World Peace Foundation, 1910-present


In 1910, Edwin Ginn founded the International School of Peace in Boston, renamed the World Peace Foundation shortly thereafter. The World Peace Foundation was founded with the express purpose of educating and mobilizing public opinion towards peace. Early trustees of the Foundation included Edwin Mead, founder of The New England Magazine; Sarah L. Arnold, dean of Simmons College; A. Lawrence Lowell, president of Harvard University; and Joseph Swain, president of Swarthmore College. The Foundation’s efforts ground to a virtual standstill at the beginning of World War I. With the refusal of the United States to ratify the Treaty of Versailles, the Foundation became the exclusive American distributors of literature for the League of Nations and the International Labor Organization, both of which the U.S. refused to join. The Foundation sponsored studies of the Soviet Union, Latin America, and China, and published pamphlets on Nazism and colonialism. In recent years the World Peace Foundation has sponsored studies of the Soviet Union, and of the Caribbean and Latin America. In the 1980s, the Foundation shifted its attention to Africa, focused particularly on how the United States should respond to Apartheid in South Africa. It also studied the effects of independence on various African countries, as well as Soviet interests in the region. Today, the World Peace Foundation concentrates its efforts on utilizing the media to influence and improve foreign policy.

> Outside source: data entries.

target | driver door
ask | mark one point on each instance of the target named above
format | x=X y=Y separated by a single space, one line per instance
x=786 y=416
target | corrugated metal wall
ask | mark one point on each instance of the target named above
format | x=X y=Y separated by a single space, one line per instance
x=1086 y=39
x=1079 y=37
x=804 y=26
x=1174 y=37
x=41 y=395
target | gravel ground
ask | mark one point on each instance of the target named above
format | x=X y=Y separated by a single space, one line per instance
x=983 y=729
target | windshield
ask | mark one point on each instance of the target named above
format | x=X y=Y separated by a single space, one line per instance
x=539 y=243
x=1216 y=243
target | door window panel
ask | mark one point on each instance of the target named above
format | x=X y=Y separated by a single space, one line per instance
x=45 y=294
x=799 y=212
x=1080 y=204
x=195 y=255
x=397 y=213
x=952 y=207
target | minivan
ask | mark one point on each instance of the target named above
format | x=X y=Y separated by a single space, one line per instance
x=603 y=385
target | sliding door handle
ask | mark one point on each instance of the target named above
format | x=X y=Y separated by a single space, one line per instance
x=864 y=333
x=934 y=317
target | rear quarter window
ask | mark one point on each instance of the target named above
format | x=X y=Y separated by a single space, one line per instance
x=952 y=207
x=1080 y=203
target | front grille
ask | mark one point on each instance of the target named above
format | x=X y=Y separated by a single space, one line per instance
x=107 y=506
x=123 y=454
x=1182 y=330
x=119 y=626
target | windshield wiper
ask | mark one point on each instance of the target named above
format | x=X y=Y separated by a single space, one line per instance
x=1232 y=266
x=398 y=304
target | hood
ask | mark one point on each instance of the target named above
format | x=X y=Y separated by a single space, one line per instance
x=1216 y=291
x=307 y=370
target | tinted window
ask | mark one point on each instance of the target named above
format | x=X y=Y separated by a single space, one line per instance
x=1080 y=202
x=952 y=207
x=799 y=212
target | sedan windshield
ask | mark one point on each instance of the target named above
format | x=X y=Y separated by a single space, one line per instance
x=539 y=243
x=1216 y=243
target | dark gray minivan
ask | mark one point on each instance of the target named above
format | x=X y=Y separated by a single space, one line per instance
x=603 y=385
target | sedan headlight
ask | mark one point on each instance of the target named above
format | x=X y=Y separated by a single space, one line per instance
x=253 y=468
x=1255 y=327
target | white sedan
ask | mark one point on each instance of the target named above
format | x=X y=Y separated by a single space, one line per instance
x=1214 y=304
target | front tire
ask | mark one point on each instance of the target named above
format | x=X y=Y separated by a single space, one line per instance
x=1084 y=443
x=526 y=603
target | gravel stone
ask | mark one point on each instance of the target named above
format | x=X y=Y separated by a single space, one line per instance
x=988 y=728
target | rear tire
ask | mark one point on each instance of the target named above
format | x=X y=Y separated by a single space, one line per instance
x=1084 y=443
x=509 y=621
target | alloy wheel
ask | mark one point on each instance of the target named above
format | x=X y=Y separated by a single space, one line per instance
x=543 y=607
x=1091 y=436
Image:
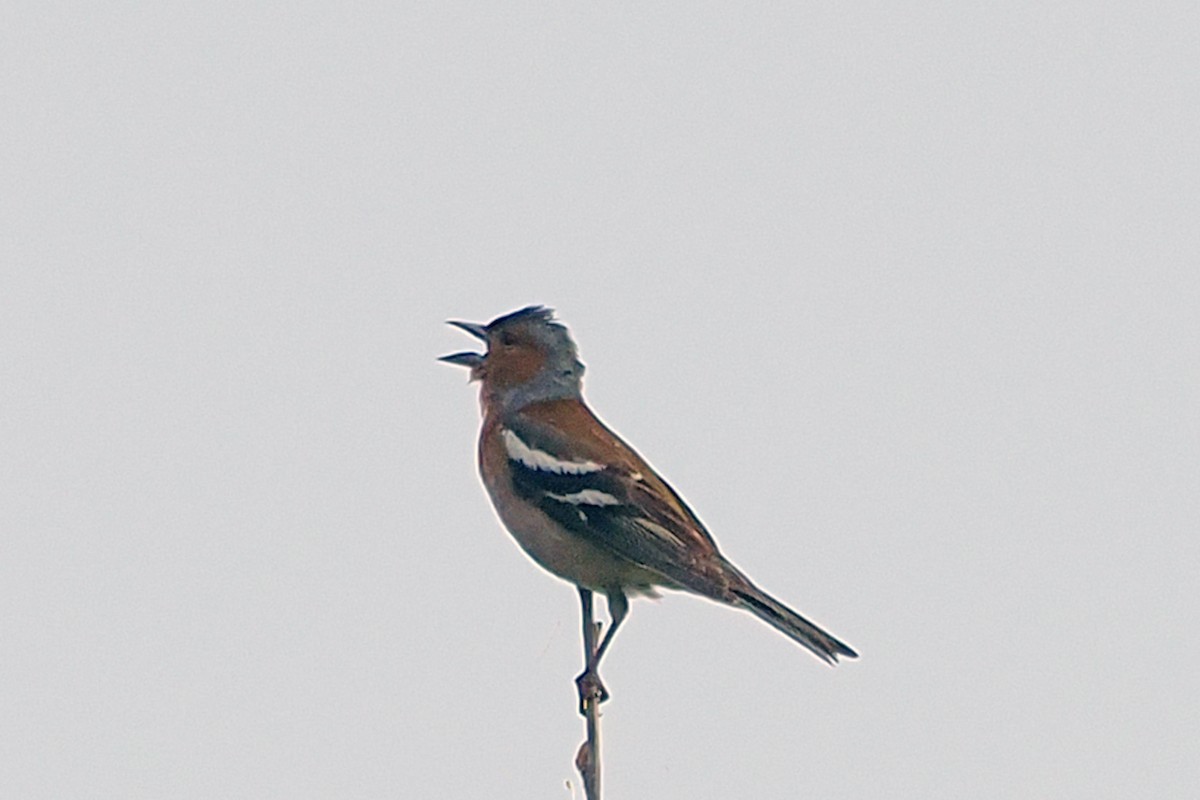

History of World Peace Foundation

In 1910, textbook magnate Edwin Ginn founded the International School of Peace in Boston, renamed the World Peace Foundation shortly thereafter. Though many peace organizations already existed in the early 20th century, most of them concentrated their efforts on theory and ideology. The World Peace Foundation, conversely, was founded with the express purpose of educating and mobilizing public opinion towards peace. Early trustees of the Foundation included Edwin Mead, founder of The New England Magazine; Sarah L. Arnold, dean of Simmons College; A. Lawrence Lowell, president of Harvard University; and Joseph Swain, president of Swarthmore College.

The Foundation originally focused on pamphlets as the most efficacious way of reaching large numbers of people. Ginn was also a proponent of networking with peace organizations in other areas. In the years prior to the First World War, the Foundation sent lobbyists to Washington and advocates to school, church, and society groups. Mead spoke extensively in Japan and Europe.

The Foundation’s efforts ground to a virtual standstill at the beginning of World War I as its disillusioned members sought a new direction for their efforts. With the refusal of the United States to ratify the Treaty of Versailles after the war, the Foundation became the exclusive American distributor of literature for the League of Nations and the International Labor Organization, both of which the U.S. refused to join. The Foundation sponsored studies of the Soviet Union, Latin America, and China, and published pamphlets on Nazism and colonialism. Two of its books, Haiti Under American Control, by Arthur C. Milspaugh, and The United States in the Caribbean, by Dana Gardner Munro, were instrumental in changing American policy towards the Caribbean.

In the years leading up to World War II, the Foundation opposed isolationist policies. It advocated military preparedness for the United States and sought economic sanctions against Germany and Japan. After the war, Director Leland Goodrich, focused the Foundation's work on the reorganization of Europe. Goodrich sat on the San Francisco Council, which created the United Nations.

In recent years the World Peace Foundation has sponsored studies on a variety of topics. It produced several studies of the Soviet Union, as well as the Caribbean and Latin America. In the 1980s, the Foundation shifted its attention to Africa, focused particularly on how the United States should respond to Apartheid in South Africa. It also studied the effects of independence on various African countries, as well as Soviet interests in the region. Today, the World Peace Foundation concentrates its efforts on utilizing the media to influence and improve foreign policy.